Sunday, April 14, 2024

Saint Sebastian's Abyss


I just read Saint Sebastian’s Abyss by Mark Haber, published in 2022.   I was misled by reviewers who implied that much was to be learned about art history in Haber’s book.  That is true if much is to be learned about cooking from Jonathan’s Swift’s A Modest Proposal. 

Haber is poking fun at art critics who early on in their careers decide that what they have to say about art (or literature, etc.) is more important than what a painter (or poet) accomplishes.
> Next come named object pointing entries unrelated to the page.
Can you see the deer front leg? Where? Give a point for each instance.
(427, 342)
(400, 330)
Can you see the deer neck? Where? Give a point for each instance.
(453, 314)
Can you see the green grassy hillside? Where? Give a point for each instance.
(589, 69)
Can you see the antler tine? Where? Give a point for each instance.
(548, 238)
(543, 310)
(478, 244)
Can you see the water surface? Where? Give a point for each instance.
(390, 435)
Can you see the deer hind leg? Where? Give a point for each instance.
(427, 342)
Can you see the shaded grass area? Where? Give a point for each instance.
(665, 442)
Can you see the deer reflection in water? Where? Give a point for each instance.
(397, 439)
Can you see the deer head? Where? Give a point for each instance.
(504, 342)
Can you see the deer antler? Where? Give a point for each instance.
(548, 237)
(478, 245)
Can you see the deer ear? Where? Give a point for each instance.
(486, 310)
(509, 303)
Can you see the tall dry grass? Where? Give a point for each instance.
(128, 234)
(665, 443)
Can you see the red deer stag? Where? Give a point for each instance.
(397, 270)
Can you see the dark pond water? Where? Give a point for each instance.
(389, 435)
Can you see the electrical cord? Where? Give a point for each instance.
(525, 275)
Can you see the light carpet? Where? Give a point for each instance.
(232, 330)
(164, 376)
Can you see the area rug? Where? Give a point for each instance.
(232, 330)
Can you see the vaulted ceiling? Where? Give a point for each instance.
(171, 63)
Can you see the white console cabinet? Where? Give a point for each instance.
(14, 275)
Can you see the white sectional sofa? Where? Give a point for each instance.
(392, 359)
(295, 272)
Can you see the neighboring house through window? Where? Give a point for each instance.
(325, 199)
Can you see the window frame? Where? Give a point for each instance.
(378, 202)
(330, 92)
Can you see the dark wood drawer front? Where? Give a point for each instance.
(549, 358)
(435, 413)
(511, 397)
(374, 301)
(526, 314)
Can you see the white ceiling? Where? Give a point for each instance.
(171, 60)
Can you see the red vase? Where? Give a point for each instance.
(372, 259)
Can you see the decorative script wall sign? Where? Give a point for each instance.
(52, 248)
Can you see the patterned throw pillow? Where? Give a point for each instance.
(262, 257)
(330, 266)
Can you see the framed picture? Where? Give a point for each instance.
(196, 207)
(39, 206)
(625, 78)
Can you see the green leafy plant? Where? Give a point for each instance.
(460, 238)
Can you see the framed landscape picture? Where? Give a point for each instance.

The narrator declares, “Schmidt and I were quenchless and insatiable when it came to the end of the world.” The Science Fiction Youtube critic, Moid Moidelhoff, frequently declares “I love the end of the world.”  Perhaps in his case, since he is an atheist, he means that he loves books about the end of the world.  But Schmidt and the Narrator (also atheists) are equally obscure about their love of the end of the world; although it seems most probable that Haber intends the “abyss” in the title of painting, “Saint Sebastian’s Abyss” to refer to the end of the world.  If so, given the nihilistic ending of his novel, Haber believes the end of the world to be a whimper rather than a bang – at least in the narrator’s opinion if not in Schmidt’s.

The narrator writes an opinion Schmidt shares, “Our classmates were only interested in becoming painters, which was preposterous since nothing good had been painted since the death of Cezanne in 1906.”

We do hear in our modern times that what is being done artistically, musically, poetically, etc. is inferior to the great accomplishments of artists and composers of the past.  Harold Bloom declared that Shakespeare, most importantly in his Hamlet, created “what we mean by “human.”  We aren’t willing to let go of Shakespeare or Rembrandt or Bach, Bloom wrote of the anxiety of influence serious poets and writers feel.  

So, what shall we think when Haber’s narrator declares, “Painting, I told Schmidt, admittedly to impress him, was a fool’s errand because painting had died with Cezanne in 1906 and to pursue painting was like pursuing an obsolete skill, becoming a chimney sweep or a town crier?”  This isn’t a judgement critics can legitimately make.  Of course they can and do, but creation is beyond them.  They, if they are any good, have studied their fields and have a good understanding of what the creations of genuine artists look like, and use these understandings to judge the works of new artists.  Only the most negative among them would declare that nothing good has been painted since 1906, written since Shakespeare, or composed since Brahms.

The narrator’s second wife, much to the outrage of Schmidt if not the narrator became a famous art critic.  She wrote a very successful biography of Paul Klee, perhaps achieving more critical adulation than Schmidt inasmuch as he was offended by her.  She in the course of things couldn’t abide the narrator’s overriding preoccupation with Saint Sebastian’s Abyss and left him.

Mark Habor in this novel has written what might be termed a poetic criticism of critics.  One cannot challenge them on facts because their stock and trade are their opinions.  The most successful and deft swing verbal sabers lopping off the heads of presumptive artists who create works that challenge their opinions.  Schmidt believed he had solved the meaning of the mysterious three initials affixed to Saint Sebastian’s Abyss, but dies before he can give the information to the narrator.  The narrator spends three years trying to find out the answer on his own but is unsuccessful.  Blinded Beckenbauer, the painter of Saint Sebastian’s Abyss created at least this one painting that is revered by many, but what has the snobbish Schmidt and the narrator achieved if their critical theories are determined to have no lasting significance.  

Beyond these matters, as reprehensible as Beckenbauer might be, and as out of touch with celebrity as modern artists would find him, he was so devoted to his art that he lost his eyesight in its pursuit.  But the narrator tells us he painted because it was the easiest way he had to make money.   

Saint Sebastian was in fact a great evangelist who was martyred twice for his efforts, the first time with arrows, which didn't kill him.  After he recovered, he went to Diocletian to warn him of his sins and was beaten to death.  Why in Haber's novel did Beckenbauer choose Saint Sebastian as the subject for a painting? Saint Sebastian was considered the Saint that protected the faithful against the plague and Beckenbauer suffered from syphilis which may have been considered a plague in Beckenbauer's day -- in Haber's mind.  It seems ironic that Saint Sebastian, a famous believer during early Christian times, martyred twice for his beliefs should be chosen by those featured by atheists in Haber's novel.   May we assume that Haber is an atheist as well?  If he is not that would be one more irony ladled from this novel.